John Thelin, a professor emeritus at the University of Kentucky, said admissions staff have always hesitated to organize virtual recruitment events in fear of disrupting their “historic” and “established” institutional image with modern technology.
He said even after higher education institutions developed their virtual recruitment technology, the quality of recruitment content tends to suffer due to lag and poor design from adults who don’t have as much technological experience.
“Nothing is more boring than tired, weary technology that is not well done,” Thelin said in an email. “Students and applicants probably are far more sophisticated consumers about technology and images than are the adults who design and use them.”

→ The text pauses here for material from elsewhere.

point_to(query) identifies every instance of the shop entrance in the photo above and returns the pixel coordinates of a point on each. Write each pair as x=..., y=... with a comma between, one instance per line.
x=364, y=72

He said audiences’ patience with malfunction runs thin with college admission sessions, and these events might become repetitive of college websites.
“It becomes a predictable backdrop, but not really central to hard decisions by good applicants and good institutions,” Thelin said.
Steve Goodman – an educational consultant and admission strategist at Top Colleges, an admissions consulting agency – said virtual platforms are effective for generating applications, but the percentage of students who enroll based on virtual recruitment efforts is still unclear.
“There’s the issue of whether the ‘good student’ who GW really wants is the student actually matriculating,” Goodman said. “Is that student applying? And is that student ultimately accepted and going to matriculate at GW? The question is in this post-pandemic period whether or not those tools will be sufficient to yield the students specifically that GW wants.”
He said the production cost of in-person tours could also dissuade officials from expanding in-person recruitment programming. He said that unlike online tours, in-person programming requires paid student tour guides and admissions staff, facility rental space and gifted University merchandise for visitors.
“I suspect that there will be a combination of the virtual and in-person because ultimately students and families are going to feel much more comfortable knowing that they’ve actually interacted with somebody at the University before they decide to matriculate,” Goodman said.